I have been following an exchange in the Notes and Queries section of the Guardian, in which Michael Rank asked: "In The Sea by Iris Murdoch, the narrator pours himself some sherry and bitters. Does anyone really drink this horrible-sounding combination, or is it some obscure joke?"
It is not a joke. Bitters are really a pharmaceutical concoction, originally drunk for health reasons and with no thought of pleasure. Angostura bitters, a mainstay of any decent bar and one of Iris Murdoch's ingredients, started off as a medicine for malaria. In the early 20th century, it was not unusual to drink sherry and bitters as an aperitif. An alternative was gin and bitters - otherwise known as pink gin - a classic drink for retired admirals because, in the navy, Angostura bitters were used to combat stomach problems, and were often mixed with gin. It just goes to show that you can learn to like anything if you have it enough: both are vile drinks.
These days, Angostura is used principally in cocktails (Raymond Chandler's Philip Marlowe was very particular about whether he would have any in his gin gimlets). Even at the Savoy, you never hear anyone asking for it by name. But Guardian readers being what they are seized upon Rank's query as though it presented another kind of challenge. "A worse drink is mentioned in Michael Holroyd's book Basil Street Blues when he describes 'sherryvappa' . . . a combination of sherry and evaporated milk," asserts Carol Phillips, while Ian Payn says that "in Bill James's Harpur and Iles novels, Colin Harpur is always drinking gin and cider".

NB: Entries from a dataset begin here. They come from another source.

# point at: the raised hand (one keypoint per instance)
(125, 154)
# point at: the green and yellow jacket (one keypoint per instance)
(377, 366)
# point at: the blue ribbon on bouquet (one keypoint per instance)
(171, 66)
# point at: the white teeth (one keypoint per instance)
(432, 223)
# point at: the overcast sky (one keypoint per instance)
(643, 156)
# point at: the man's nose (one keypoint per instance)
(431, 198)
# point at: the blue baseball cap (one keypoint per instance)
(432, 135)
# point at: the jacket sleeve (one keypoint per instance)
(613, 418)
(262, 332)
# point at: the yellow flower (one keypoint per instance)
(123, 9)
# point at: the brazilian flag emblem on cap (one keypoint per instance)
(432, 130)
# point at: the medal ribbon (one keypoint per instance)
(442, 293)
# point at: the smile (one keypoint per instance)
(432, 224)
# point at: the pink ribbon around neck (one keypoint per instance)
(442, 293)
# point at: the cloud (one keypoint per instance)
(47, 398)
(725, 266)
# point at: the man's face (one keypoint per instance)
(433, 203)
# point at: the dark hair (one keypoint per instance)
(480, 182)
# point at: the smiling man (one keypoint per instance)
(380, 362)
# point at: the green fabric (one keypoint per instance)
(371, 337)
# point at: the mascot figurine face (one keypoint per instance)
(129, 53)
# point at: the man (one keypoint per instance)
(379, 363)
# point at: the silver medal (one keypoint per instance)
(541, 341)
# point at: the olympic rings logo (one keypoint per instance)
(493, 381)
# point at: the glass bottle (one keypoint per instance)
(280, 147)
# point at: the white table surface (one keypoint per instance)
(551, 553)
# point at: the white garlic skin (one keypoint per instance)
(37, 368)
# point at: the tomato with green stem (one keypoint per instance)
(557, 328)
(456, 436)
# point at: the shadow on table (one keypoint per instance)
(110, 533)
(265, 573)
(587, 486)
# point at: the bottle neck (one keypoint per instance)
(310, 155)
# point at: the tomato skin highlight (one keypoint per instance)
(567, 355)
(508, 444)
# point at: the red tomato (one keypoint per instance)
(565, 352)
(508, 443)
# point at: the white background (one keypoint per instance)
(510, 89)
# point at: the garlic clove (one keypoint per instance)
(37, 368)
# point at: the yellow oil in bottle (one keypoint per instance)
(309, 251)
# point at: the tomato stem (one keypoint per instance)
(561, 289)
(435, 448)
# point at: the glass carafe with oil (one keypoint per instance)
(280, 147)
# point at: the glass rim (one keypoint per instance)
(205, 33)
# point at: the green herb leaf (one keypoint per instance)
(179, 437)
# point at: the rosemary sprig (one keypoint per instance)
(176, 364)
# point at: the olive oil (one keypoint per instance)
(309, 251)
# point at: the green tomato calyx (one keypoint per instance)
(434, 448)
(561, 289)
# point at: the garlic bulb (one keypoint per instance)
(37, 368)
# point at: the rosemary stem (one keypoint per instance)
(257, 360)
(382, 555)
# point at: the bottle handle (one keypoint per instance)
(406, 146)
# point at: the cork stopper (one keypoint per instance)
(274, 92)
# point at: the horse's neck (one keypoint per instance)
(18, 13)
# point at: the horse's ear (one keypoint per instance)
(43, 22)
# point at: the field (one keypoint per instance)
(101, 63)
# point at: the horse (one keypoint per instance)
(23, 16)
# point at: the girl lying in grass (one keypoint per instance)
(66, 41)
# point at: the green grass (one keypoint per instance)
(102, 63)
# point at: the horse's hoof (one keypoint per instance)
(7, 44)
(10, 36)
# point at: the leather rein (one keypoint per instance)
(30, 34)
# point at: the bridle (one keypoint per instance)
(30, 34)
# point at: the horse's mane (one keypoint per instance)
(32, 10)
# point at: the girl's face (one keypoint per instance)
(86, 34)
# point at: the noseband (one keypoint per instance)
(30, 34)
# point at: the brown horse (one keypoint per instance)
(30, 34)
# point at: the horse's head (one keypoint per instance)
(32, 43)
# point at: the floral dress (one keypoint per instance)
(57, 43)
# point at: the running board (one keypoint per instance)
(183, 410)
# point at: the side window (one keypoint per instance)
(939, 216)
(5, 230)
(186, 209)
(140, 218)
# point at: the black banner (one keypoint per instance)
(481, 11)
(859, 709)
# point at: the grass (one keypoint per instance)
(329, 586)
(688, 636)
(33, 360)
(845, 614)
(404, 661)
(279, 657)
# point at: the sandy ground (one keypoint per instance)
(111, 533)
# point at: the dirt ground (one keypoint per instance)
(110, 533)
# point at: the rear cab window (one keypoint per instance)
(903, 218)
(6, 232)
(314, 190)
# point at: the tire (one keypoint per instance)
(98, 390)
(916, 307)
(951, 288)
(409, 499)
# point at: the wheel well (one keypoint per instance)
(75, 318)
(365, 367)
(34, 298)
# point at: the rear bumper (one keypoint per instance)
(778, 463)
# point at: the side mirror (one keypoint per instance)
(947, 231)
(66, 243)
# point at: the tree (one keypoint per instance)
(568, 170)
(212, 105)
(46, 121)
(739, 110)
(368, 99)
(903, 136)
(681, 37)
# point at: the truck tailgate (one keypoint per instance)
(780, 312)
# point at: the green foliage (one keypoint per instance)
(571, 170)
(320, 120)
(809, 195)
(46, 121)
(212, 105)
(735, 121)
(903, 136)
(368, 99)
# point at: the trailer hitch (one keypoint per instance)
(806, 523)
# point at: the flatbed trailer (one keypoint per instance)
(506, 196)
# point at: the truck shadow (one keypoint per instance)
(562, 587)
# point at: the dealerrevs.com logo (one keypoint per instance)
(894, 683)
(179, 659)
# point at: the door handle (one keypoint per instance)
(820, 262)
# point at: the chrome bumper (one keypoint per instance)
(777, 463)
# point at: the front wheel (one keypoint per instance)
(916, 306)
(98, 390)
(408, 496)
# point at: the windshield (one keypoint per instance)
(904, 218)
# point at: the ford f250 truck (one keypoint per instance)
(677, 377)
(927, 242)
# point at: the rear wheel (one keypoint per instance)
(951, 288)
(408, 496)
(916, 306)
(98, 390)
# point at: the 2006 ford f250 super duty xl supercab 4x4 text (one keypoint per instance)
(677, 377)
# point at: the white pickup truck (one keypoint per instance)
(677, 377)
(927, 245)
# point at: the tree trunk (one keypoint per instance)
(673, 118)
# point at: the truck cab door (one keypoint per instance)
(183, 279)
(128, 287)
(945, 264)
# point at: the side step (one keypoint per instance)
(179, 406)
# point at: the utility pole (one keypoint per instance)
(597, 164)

Literature apart, since reading this, I have been wondering what the most disgusting socially acceptable drink might be. A slurry of bad drink memories bubbles to the surface like effluence. One: the oxidised "wine" served without shame to accompany a deliciously fresh dinner at the water's edge in the Cyclades. Two: bottles of sherry opened one Christmas and drunk the next. Three: the lemonade and vodka we served - in watering cans, for practical reasons - to guests at a university house party before distributing numbered cards and stickers and getting everyone to play Snog Bingo. (No one left the premises that night without entwining, in one form or another, with at least ten people, and the most common cry was: "Ugh! Have you seen how big Ellis's tongue is?")
But none of these is on a par with sherry and bitters - and anyway, drinks spoiled through incompetence (to which add warm beer, pub gin-and-tonics, and cheap, flabby cocktails) should not count. Nor do the likes of Bacardi Breezer, advocaat, snakebite and black, and Babycham, which are more bad taste than anything else.
A truly horrid drink should be one that could be served straight-faced on a silver salver, accompanied by a toadying nod. And the taste bud-defying drink of our age, only we haven't realised it yet, is Buck's Fizz. This octogenarian drink (it was invented at the Buck's Club in 1921) won't go away. Yet it is a sad, feeble, watery thing drunk by sad, feeble, watery people too health-conscious to opt for straight champagne, and too keen to please to have the courage of their convictions and go for neat orange juice instead. For some time, I tried very hard to pretend to myself that I liked it. I think I even spent an entire evening drinking it and wrote about how refreshing it was, but given that I have avoided it ever since, I can only conclude that I must have misled myself.
It is far better to alternate glasses of champagne and orange juice than to mix them together. Yet we persist in thinking that Buck's Fizz is very proper - a treat, even. One day, the Guardian will be full of letters asking if it's true that people used to serve a pale combination of champagne and orange juice - two perfectly good drinks, spoiled. But what literature will they quote? I can't think of any novels, bar those with bumpy covers, that refer to Buck's Fizz. In fact, the only cultural reference that springs to mind is the Eighties pop group. Why hasn't that stopped us drinking it already?